Estamos a falar de uma pequena vila bretã com cerca de cinco mil habitantes que conseguiu aquilo que muitas grandes cidades nunca conseguiram: receber um Campeonato do Mundo e transformar uma corrida local numa clássica do World Tour, chegando este ano à 90.ª edição.
O percurso
À primeira vista, a organização decidiu ser simpática ao passar dos 262km de 2025 para os 228.3km este ano e ter cerca de menos mil metros de desnível positivo acumulado. A grande novidade está no final: depois de uma primeira parte constantemente ondulada, a corrida tem três voltas a um circuito de 16.6km. E com elas regressa Ty Marrec, ausente do percurso desde 2019, com cerca de 1.3km a quase 6%. Portanto simpática, dentro dos padrões de quem organiza corridas de bicicleta na Bretanha.

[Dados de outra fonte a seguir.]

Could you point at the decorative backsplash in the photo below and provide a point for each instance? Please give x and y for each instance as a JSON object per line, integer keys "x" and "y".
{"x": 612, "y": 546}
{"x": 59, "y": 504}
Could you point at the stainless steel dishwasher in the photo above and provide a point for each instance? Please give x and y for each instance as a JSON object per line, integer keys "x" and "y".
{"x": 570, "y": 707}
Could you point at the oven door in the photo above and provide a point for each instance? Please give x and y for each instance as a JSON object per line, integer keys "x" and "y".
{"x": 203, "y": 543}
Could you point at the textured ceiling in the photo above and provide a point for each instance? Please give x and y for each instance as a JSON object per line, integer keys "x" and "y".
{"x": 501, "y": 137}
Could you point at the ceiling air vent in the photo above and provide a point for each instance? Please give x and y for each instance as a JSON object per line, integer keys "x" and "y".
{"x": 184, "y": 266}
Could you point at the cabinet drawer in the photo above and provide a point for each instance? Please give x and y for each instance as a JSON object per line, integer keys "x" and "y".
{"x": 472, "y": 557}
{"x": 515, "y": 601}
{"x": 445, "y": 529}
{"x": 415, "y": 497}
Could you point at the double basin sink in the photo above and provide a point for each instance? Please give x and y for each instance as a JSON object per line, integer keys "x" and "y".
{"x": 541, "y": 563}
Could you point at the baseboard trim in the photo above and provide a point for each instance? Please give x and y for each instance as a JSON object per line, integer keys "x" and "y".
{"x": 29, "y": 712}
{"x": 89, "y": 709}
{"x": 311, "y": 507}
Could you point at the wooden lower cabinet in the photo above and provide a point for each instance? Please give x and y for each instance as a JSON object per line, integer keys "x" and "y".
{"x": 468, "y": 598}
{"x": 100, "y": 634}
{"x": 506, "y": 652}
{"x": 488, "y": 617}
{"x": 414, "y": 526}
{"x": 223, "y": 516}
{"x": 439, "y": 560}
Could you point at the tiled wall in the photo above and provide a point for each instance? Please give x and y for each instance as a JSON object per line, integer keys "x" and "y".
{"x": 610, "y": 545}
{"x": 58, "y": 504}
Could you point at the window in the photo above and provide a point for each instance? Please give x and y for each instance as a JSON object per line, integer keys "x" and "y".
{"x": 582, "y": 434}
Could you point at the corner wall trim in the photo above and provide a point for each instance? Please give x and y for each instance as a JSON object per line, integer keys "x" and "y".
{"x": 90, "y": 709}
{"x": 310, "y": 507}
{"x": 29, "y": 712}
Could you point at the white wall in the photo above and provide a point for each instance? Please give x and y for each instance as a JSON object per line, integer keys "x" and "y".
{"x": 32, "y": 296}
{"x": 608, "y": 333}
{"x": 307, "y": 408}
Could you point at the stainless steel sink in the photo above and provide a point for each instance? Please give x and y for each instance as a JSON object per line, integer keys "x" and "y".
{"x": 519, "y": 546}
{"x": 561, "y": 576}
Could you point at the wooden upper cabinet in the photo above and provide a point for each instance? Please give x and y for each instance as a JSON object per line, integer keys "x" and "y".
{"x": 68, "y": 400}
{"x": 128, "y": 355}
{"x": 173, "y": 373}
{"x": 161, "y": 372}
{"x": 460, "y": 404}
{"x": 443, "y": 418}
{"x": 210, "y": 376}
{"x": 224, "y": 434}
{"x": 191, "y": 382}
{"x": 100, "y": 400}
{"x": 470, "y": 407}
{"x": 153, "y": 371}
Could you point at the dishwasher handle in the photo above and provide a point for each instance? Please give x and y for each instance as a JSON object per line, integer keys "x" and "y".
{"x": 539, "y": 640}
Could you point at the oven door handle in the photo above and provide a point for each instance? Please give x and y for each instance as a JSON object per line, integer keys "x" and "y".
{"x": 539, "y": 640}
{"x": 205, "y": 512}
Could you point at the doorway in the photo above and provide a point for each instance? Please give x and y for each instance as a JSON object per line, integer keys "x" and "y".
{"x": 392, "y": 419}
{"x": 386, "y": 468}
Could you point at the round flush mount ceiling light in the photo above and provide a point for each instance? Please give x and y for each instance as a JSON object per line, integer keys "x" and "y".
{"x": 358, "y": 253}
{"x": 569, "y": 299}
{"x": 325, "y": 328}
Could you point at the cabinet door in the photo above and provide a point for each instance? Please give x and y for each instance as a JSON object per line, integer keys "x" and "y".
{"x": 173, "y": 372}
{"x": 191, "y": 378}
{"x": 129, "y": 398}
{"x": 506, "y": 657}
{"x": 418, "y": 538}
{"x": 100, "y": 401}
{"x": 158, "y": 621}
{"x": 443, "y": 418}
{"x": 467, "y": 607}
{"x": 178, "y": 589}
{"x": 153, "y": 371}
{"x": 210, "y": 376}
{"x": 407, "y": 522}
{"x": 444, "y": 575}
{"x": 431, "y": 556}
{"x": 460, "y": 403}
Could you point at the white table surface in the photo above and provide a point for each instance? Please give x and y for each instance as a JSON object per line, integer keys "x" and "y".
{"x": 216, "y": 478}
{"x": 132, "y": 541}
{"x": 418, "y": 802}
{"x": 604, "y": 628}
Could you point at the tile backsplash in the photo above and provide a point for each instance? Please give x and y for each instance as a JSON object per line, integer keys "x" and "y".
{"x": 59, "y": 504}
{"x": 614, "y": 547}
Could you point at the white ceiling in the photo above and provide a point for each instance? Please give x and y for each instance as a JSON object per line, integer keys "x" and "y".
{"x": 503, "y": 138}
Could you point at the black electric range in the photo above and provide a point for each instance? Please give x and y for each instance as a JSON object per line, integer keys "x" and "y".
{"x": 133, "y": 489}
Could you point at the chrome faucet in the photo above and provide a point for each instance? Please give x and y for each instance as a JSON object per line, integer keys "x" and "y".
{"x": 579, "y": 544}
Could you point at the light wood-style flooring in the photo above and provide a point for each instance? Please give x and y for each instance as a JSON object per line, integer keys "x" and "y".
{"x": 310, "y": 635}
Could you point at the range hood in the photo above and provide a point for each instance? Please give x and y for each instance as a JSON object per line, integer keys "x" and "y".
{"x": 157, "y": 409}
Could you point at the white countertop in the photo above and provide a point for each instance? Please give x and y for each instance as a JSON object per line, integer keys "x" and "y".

Dentro de cada volta haverá ainda a Côte de Lezot, e as subidas talvez não sejam suficientemente duras para eliminar os homens rápidos de uma vez. Mas há oportunidades suficientes para o fazer.

O que esperar
Se calhar já me alonguei em demasia no percurso e já fui explicando um bocadinho do que espero. Vejo essencialmente dois cenários: um grupo reduzido que ainda leva alguns sprinters até Plouay ou uma corrida suficientemente partida para um atacante - ou pequeno grupo - conseguir resistir até à meta.
Favoritos
Jasper Philipsen — Vem de ganhar sem espinhas três etapas e a geral no Renewi Tour e é um dos favoritos em caso de se proporcionar o primeiro cenário.
Paul Magnier — Outro homem rápido que se dá muito bem com estes pequenos muros e que terá de ser descartado caso queiram lutar pela vitória.
Louis Barré — Tem conseguido arranjar maneira de enganar o pelotão e vencer a solo. Penso ser o maior perigo dos sprinters.
A não perder de vista
Jenno Berckmoes — Acabou de ganhar uma etapa depois de atacar num percurso de muros, estradas estreitas e mau tempo, por isso até mesmo o pelotão não o pode perder de vista.
Romain Grégoire — Consegue partir a corrida e chegar sozinho, como também sprinta bastante bem num grupo pequeno. É tipo Hannah Montana, tem o melhor dos dois mundos.
Jan Christen — Mais um nome muito perigoso para lançar ataques.
Marc Hirschi — Sabe o que é ganhar aqui. Talvez já não seja esse mesmo Hirschi, mas gostei de o ver no Lidl Deutschland Tour.
Laurence Pithie — Juro que não foi ele que me disse, mas preferia que Philipsen e Magnier não tivessem vindo.
Apostas falso plano
André Dias — Na Bretanha, Magnier vai tirar as magnias ao pelotão.
Henrique Augusto — Duro de mais para os sprinters, soft de mais para os trepadores. Ganha o sprinter-trepador Alex Aranburu.
O Primož do Roglič — Paul com a Magnier que é o maior.
Miguel Branco — Vai dar Vercher em Plouay.
Miguel Pratas — Morgadix entre os Bretões.
Vítor Ferreira — Amália também cantava: tudo isto existe, tudo isto é triste, tudo isto é Philipsen.